Extend the generator's dispatch pass beyond the comparison families to the whole portable operator contract: topology (overlaps/contains/contained/ adjacent), same, time position (before/after/overbefore/overafter), and space Y/Z all emit once over a MEOS superclass entrypoint (*_temporal_temporal / *_tspatial_tspatial), and distance maps tdistance -> tdistance_tgeo_tgeo, nearestApproachDistance -> nad_tgeo_geo. Space X (left/right/overleft/overright) is the only axis-ambiguous family: a thin UdfMarshal.axisBool classifier inspects whether arg1 is a tnumber and selects the value-axis vs the X-axis backing -- the operator's own existing MEOS symbols, no operator logic. 41/41 contract bare names now generated, reproducing the complete hand PortableOperatorAliasUDFs surface. Remove the dead hand-written MeosNative jnr binding (444 lines): the generated UDFs and the MeosMemory/MeosThread substrate call functions.GeneratedFunctions from the org.jmeos:meos jar, and nothing references MeosNative -- it is leftover hand binding superseded by JMEOS. GeneratedSurfaceTest: add portable_bare_name_dispatch_surface exercising one operator per family (overlaps/same/overbefore/tempEq/everEq/overleft/ tdistance); 6/6 green on JDK17.

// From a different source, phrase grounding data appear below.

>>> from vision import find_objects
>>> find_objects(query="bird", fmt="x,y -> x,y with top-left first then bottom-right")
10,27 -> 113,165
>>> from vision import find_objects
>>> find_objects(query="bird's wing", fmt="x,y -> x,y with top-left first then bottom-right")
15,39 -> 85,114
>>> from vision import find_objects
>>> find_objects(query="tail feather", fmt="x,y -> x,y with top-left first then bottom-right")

The *_as_hexwkb / *_as_ewkb serializers return char* with a trailing size_t *size_out out-param that JMEOS swallows (it returns the buffer/String directly), and take an `unsigned char variant` flag that JMEOS maps to byte. Both were generator exclusions: classify() now drops a trailing non-const size_t* (the canonical buffer-length out-param), and unsigned char maps to ByteType (removed from the INTERNAL skip set). +4 1:1 UDFs -- temporal/span/ set/spanset _as_hexwkb -- 2398 -> 2402. This closes the last canonical-name gap behind the BerlinMOD bench's asHexWKB usage (the other five bench names already map: atTime->temporal_at_tstzspan, eDwithin->edwithin_tgeo_tgeo, eIntersects->eintersects_tgeo_tgeo, trajectory->tpoint_trajectory, nearestApproachDistance is a portable bare name). GeneratedSurfaceTest: add as_hexwkb_family_with_swallowed_size_out_param (a hex round-trip through temporal_as_hexwkb). 7/7 green on JDK17.

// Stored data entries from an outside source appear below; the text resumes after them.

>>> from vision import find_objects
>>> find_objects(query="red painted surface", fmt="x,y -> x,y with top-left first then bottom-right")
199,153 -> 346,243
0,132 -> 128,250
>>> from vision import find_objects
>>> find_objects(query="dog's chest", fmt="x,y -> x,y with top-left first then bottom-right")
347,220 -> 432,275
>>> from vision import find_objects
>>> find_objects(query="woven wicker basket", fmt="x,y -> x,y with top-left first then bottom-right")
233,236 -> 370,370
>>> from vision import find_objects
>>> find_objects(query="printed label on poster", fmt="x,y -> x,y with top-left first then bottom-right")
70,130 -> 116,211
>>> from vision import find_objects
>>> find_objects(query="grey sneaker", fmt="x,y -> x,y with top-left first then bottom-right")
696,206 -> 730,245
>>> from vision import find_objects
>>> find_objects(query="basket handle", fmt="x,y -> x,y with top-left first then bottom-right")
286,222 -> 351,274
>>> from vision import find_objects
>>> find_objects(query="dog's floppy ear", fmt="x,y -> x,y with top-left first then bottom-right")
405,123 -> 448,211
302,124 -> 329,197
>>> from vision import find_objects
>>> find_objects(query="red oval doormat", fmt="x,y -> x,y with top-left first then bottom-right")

…spatch Every catalog function carries the canonical MobilityDB SQL name in its @sqlfn tag (numInstants, eIntersects, atTime, asHexWKB, nearestApproachDistance ...) — the name users and the portable BerlinMOD suite actually call. Emit each UDF under its @sqlfn name; where one @sqlfn maps several C overloads that share a marshalled signature (eIntersects <- eintersects_tgeo_tgeo / _tgeo_geo / _geo_tgeo), emit ONE UDF that dispatches to the matching backing by parsing each hex-WKB / WKT arg at runtime (parse-all-then-match, leak-free on every path). 325 @sqlfn names (80 arg-kind-dispatched); 1:1 surface 2402 -> 2725 (62%). The whole pass is data-driven from the catalog — zero hand cases — and made safe by: - isHex guard: MEOS's hex decoder CRASHES (segfaults) on non-hex input, so a *_from_hexwkb parser is only tried when the String is hex; a WKT literal falls through to the geo_from_text candidate instead of crashing the JVM. - subtype dedup: overloads differing only by temporal subtype (tdistance_tgeo_tgeo vs _tnpoint_tnpoint) parse identically and can't be told apart — keep one per parse-kind tuple, preferring the tgeo/geo family the suite uses; siblings stay reachable under their C name. - parser-safety filter: a dispatcher is emitted only when every overload discriminates via hex-WKB / WKT; text *_in overloads (stbox/tbox/cbuffer/npoint/ pose) are dropped from dispatch (so nearestApproachDistance keeps just tgeo_tgeo / tgeo_geo), 12 wholly-unsafe names left to their C names (logged, not guessed). - ever/always predicate convention: <e|a><Verb> @sqlfn returning int in C is boolean in SQL -> marshal to Boolean (== 1). Drop the now-redundant portable distance pass (tdistance / nearestApproachDistance): its single tgeo_geo backing wrongly nulled a trip-vs-trip call; the @sqlfn pass supersedes it with correct arg-kind dispatch. GeneratedSurfaceTest: add sqlfn_canonical_names_with_argkind_dispatch (eIntersects tgeo/tgeo + tgeo/WKT, eDwithin 3-arg, nearestApproachDistance tgeo/tgeo, trajectory, numInstants). 8/8 green on JDK17.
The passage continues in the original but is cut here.